FOR THE ABOVE REASONS I concur with the Decision to DENY and DISMISS the Motion.

Done in Freetown, Sierra Leone, this 28th day of April, 2005.


 
Hon. Justice Pierre Boutet
 

[Seal of the Special Court for Sierra Leone]


[1] See R. v. Adams, [1995] 4 S.C.R. 707, 103 C.C.C. (3d) 262, 44 C.R. (4th) 195, 131 D.L.R. (4th) 1, 110 W.A.C. 161, 178 A.R. 161, 190 N.R. 161
[2] Id; See also Montague v. Bank of Nova Scotia (2004), 69 O.R. (3d) 87, 180 O.A.C. 381, 30 C.C.E.L. (3d) 71, 2004 C.L.L.C. ¶210-027 (C.A.).
[3] Indictment Decision.
[4] See paras 10-24 amd 29 of the Motion and paras 13, 30, 32, 37 and 28 of the Indictment Decision.
[5] See paras 3-7, 10-18 of the Motion and paras 11, 15, 32 and 38 of the Joinder Decision.
[6] Prosecutor v. Barayagwiza, Decision on the Prosecutor’s Request for Review or Reconsideration, 31 March 2000, para. 20.
[7] Prosecutor v.
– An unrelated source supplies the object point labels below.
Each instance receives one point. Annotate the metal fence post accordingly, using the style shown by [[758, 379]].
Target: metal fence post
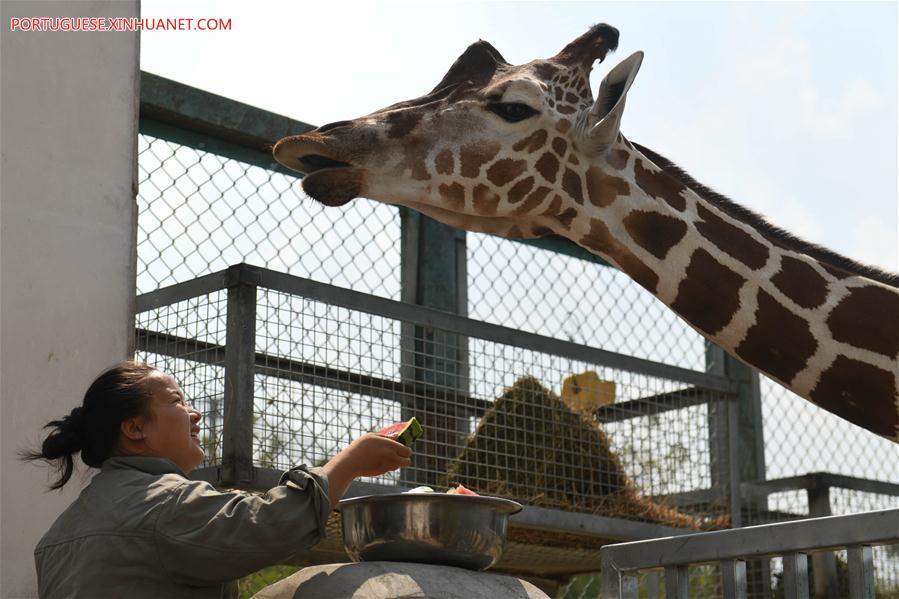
[[434, 274], [824, 564], [240, 350], [737, 453]]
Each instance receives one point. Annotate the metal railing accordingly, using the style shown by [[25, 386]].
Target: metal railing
[[211, 195], [730, 549]]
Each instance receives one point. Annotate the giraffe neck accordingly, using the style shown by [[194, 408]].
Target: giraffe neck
[[819, 330]]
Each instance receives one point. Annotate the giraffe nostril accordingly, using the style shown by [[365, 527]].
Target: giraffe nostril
[[330, 126]]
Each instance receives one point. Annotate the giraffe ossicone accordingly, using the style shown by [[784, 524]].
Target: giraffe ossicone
[[526, 151]]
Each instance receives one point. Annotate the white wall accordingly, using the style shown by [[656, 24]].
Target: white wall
[[67, 216]]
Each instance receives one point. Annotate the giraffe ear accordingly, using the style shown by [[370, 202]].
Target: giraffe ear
[[605, 115]]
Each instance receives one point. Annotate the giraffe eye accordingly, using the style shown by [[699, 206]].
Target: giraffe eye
[[511, 111]]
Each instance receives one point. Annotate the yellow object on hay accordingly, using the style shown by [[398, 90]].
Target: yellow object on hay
[[532, 447], [585, 393]]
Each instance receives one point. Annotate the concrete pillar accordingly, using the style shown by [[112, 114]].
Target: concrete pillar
[[68, 116]]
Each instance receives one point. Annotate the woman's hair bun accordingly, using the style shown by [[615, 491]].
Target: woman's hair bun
[[68, 438]]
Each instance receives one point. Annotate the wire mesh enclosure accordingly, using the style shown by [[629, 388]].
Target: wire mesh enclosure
[[543, 421]]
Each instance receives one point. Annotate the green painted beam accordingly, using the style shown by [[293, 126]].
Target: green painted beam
[[211, 123]]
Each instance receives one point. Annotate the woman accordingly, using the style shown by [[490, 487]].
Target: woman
[[141, 528]]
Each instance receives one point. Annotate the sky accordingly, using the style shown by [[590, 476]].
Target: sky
[[786, 108]]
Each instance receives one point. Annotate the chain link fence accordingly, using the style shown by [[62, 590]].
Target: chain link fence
[[200, 212]]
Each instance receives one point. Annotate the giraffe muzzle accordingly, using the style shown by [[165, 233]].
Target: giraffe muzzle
[[315, 162]]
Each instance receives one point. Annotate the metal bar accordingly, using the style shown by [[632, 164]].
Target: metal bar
[[735, 501], [653, 585], [403, 393], [818, 479], [211, 123], [180, 292], [861, 572], [699, 497], [649, 406], [869, 528], [540, 518], [613, 584], [452, 323], [196, 110], [733, 578], [212, 144], [796, 575], [240, 345], [677, 582], [824, 563]]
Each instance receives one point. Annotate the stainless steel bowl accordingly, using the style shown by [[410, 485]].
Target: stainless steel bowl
[[451, 530]]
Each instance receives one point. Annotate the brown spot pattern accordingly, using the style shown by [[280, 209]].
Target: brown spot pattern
[[861, 393], [533, 200], [485, 200], [708, 296], [868, 318], [566, 217], [444, 162], [505, 170], [473, 155], [571, 184], [532, 142], [618, 159], [520, 189], [600, 240], [731, 239], [660, 185], [454, 195], [779, 343], [654, 232], [560, 146], [554, 207], [402, 122], [413, 159], [603, 189], [548, 166], [800, 282], [838, 273]]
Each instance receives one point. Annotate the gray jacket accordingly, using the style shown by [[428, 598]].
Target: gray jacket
[[142, 529]]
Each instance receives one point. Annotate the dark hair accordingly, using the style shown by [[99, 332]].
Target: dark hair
[[93, 428]]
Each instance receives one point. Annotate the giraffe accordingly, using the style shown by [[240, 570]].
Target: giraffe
[[525, 151]]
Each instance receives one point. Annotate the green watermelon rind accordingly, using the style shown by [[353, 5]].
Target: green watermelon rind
[[410, 432]]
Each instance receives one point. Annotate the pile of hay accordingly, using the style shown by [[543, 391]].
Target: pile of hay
[[532, 447]]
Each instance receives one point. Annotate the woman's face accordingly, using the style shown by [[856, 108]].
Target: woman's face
[[173, 430]]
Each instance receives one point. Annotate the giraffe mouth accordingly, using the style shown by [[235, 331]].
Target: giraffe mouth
[[316, 162], [327, 180]]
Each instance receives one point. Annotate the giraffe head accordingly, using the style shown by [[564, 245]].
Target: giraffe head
[[494, 148]]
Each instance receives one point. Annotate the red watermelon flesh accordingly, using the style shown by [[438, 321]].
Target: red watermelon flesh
[[404, 432]]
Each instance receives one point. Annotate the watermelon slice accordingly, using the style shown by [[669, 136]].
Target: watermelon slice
[[461, 490], [403, 432]]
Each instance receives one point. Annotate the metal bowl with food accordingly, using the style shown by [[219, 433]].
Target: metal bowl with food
[[434, 528]]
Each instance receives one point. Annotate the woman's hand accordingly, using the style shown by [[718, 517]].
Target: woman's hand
[[369, 455]]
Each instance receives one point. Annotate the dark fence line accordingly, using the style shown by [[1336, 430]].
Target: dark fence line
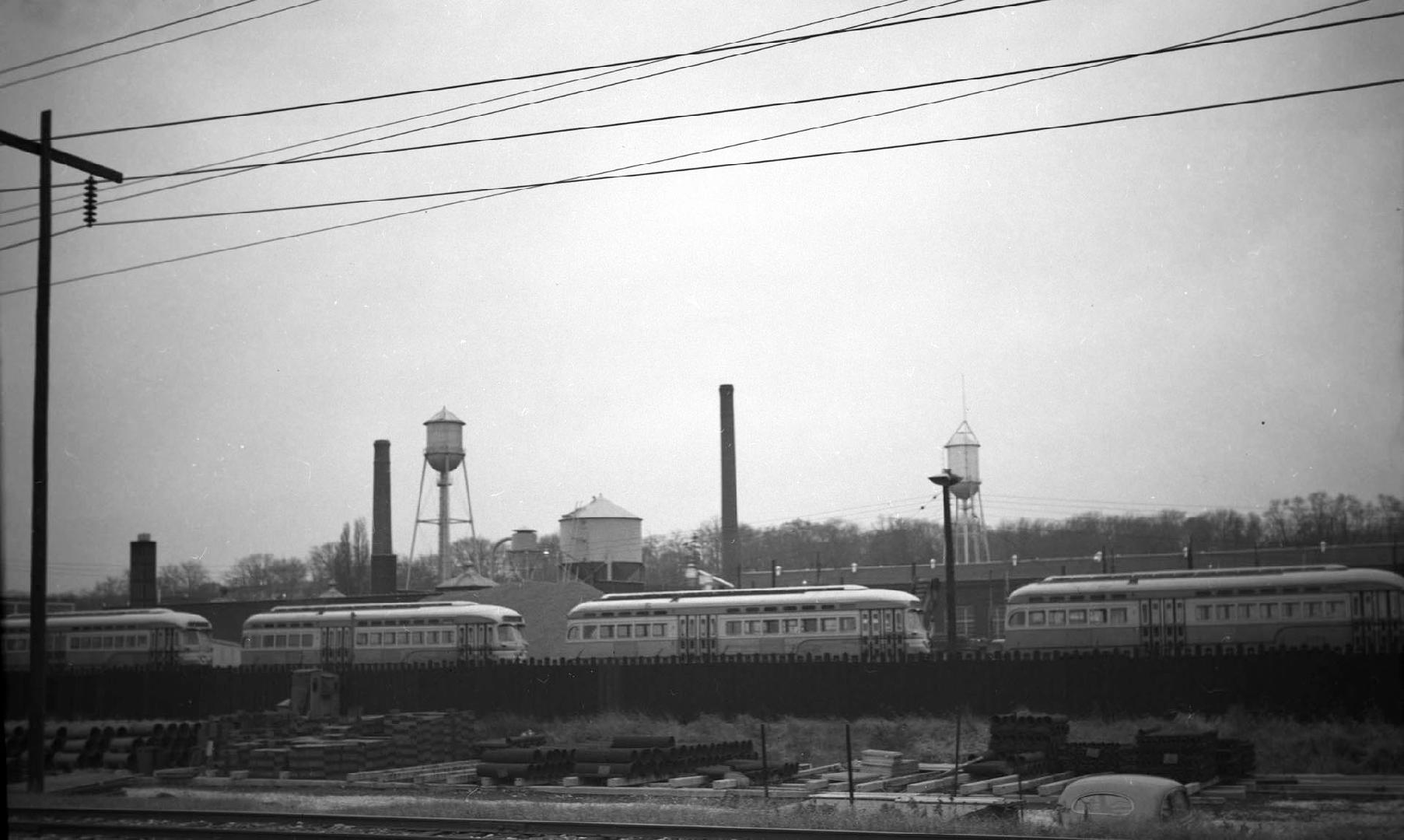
[[1303, 684]]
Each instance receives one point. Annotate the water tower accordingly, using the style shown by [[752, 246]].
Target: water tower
[[964, 460], [444, 453]]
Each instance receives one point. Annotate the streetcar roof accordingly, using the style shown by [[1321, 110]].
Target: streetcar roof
[[748, 597], [127, 618], [1196, 580], [723, 593], [362, 613]]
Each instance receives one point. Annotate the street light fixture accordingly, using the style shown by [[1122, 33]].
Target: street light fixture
[[945, 481]]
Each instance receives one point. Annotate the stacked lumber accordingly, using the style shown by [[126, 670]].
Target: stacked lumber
[[886, 763]]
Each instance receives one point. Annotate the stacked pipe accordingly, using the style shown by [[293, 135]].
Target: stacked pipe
[[1182, 756], [1084, 758], [1234, 759], [653, 758], [1029, 742]]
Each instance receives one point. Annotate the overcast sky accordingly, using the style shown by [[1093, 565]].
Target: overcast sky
[[1189, 311]]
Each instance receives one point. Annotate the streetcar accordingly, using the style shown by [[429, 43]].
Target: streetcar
[[113, 638], [375, 634], [1205, 610], [872, 624]]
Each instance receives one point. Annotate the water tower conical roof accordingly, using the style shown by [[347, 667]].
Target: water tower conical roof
[[964, 437], [444, 416]]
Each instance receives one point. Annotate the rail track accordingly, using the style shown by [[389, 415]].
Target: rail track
[[244, 825]]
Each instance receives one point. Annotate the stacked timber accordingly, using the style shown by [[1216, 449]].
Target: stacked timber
[[886, 763]]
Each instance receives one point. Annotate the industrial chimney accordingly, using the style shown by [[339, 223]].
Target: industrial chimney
[[142, 592], [730, 533], [382, 557]]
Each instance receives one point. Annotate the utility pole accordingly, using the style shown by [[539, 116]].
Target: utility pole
[[945, 481], [40, 513]]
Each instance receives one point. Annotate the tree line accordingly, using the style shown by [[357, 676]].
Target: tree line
[[795, 547]]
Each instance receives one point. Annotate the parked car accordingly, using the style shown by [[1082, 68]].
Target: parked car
[[1122, 798]]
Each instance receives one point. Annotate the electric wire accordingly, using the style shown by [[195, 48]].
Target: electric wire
[[1231, 37], [236, 170], [326, 156], [699, 167], [75, 51], [5, 85], [769, 160], [544, 73]]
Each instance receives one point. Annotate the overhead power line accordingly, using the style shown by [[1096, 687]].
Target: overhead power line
[[699, 167], [117, 55], [228, 172], [78, 50], [1224, 38], [326, 156], [544, 73]]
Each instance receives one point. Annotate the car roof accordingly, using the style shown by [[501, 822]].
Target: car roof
[[1119, 782]]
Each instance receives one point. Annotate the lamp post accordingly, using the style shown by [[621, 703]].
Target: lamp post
[[945, 481]]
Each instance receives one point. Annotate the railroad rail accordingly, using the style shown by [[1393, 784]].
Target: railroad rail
[[246, 825]]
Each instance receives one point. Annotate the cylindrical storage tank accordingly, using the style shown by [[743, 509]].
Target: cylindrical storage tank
[[524, 540], [144, 592], [603, 541], [964, 460], [444, 441]]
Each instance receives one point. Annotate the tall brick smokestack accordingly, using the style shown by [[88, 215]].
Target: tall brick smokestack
[[382, 554], [142, 590], [730, 533]]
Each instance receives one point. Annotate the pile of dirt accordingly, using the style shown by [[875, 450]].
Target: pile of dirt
[[544, 607]]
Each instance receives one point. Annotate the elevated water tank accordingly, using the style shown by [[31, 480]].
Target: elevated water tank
[[444, 447], [964, 460], [603, 543]]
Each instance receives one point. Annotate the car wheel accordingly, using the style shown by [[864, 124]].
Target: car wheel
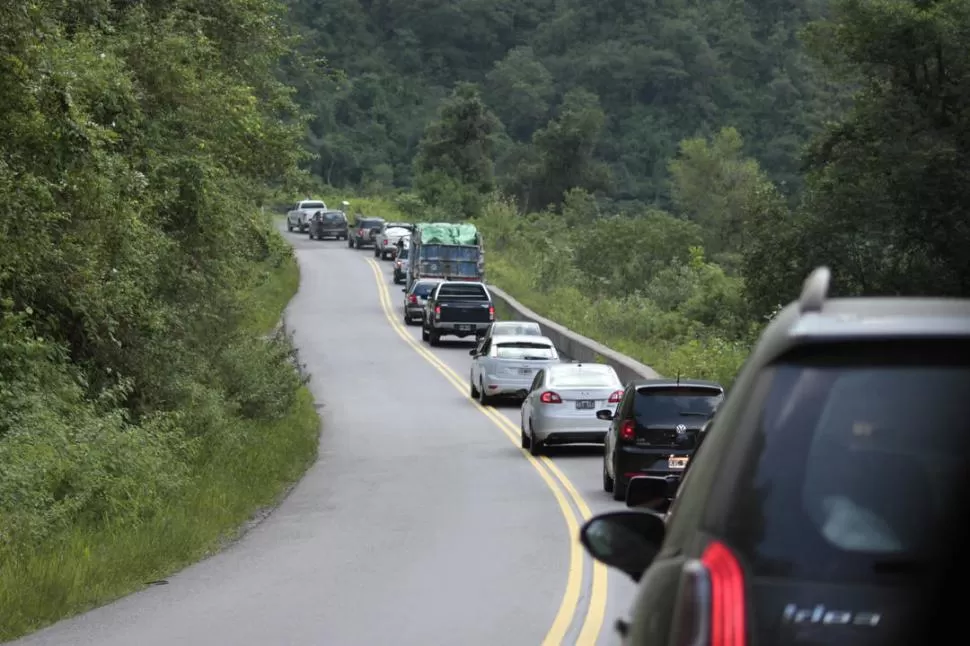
[[483, 399], [607, 480], [535, 446], [619, 487]]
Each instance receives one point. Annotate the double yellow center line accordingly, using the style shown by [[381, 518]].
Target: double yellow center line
[[555, 479]]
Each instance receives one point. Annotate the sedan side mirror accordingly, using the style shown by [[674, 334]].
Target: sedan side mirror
[[625, 540]]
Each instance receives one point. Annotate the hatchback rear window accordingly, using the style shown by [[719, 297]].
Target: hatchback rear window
[[853, 464], [585, 379], [524, 351], [671, 404]]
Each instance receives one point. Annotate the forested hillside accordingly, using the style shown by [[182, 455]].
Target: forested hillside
[[658, 72], [658, 175]]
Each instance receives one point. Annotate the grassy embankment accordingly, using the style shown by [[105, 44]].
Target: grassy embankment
[[529, 259], [89, 565]]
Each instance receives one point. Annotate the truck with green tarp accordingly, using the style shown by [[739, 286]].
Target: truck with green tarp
[[446, 250]]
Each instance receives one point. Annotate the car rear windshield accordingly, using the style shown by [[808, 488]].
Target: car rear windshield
[[529, 329], [471, 291], [672, 404], [853, 463], [585, 379], [524, 350], [424, 289]]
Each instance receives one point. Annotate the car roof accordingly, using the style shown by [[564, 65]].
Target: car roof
[[667, 382], [816, 319], [518, 338]]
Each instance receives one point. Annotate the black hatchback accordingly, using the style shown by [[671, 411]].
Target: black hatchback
[[654, 430], [815, 509], [328, 224]]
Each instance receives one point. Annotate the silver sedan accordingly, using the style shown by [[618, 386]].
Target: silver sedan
[[505, 366], [562, 403]]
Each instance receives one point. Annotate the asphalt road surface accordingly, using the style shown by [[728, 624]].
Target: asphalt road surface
[[422, 522]]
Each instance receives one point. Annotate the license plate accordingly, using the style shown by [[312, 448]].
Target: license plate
[[674, 462]]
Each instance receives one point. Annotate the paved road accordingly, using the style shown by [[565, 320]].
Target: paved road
[[421, 523]]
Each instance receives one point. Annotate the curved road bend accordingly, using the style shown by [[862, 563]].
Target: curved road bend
[[421, 523], [579, 466]]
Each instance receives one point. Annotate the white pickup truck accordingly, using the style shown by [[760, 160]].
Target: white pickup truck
[[298, 218]]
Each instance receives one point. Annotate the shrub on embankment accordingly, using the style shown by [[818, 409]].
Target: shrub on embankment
[[143, 412]]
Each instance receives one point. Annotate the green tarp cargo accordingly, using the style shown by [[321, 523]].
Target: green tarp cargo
[[447, 233]]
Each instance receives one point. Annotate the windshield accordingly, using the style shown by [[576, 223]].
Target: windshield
[[525, 351], [516, 329], [585, 379], [671, 404], [853, 466]]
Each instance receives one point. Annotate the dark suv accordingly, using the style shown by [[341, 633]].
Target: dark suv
[[328, 224], [363, 231], [814, 504], [655, 429]]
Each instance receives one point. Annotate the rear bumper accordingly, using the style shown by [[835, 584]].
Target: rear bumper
[[566, 430], [461, 329], [636, 461]]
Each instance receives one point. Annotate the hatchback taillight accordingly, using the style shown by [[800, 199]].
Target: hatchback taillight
[[627, 430], [710, 608]]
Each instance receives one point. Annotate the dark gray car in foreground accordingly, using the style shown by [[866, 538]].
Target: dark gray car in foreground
[[815, 502]]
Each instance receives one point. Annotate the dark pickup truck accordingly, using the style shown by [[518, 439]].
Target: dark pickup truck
[[457, 308]]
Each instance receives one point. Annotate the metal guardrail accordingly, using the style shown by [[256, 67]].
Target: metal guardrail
[[576, 346]]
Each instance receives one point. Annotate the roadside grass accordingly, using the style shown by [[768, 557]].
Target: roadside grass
[[90, 565]]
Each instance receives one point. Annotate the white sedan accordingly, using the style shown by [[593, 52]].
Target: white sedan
[[562, 403]]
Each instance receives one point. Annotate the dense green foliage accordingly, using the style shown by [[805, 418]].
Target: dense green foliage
[[136, 141], [601, 151]]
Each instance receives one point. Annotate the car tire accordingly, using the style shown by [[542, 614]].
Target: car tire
[[535, 446], [607, 480], [619, 487]]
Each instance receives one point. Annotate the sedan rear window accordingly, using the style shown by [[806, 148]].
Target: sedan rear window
[[853, 464], [671, 404], [525, 350]]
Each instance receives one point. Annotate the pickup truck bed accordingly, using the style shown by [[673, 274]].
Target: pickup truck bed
[[458, 309]]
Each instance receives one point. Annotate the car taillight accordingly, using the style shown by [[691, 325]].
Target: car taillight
[[711, 604], [626, 430]]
Nyiramasuhuko, Decision on the Prosecutor’s Motion for, inter alia, Modification of the Decision of 8 June 2001, 25 September, para. 11.
[8] See in particular, paras 13, 30, 32, 37, 38 of the Indictment Decision and paras 11, 15, 32 and 35 of the Joinder Decision.
[9] See paras 1, 2, 11, 27 and 28 of Motion.
[10] R v. Young [1984] 40 C.R. (3d) 289.
[11] R v. Power [1994] 1 SCR 601, 616.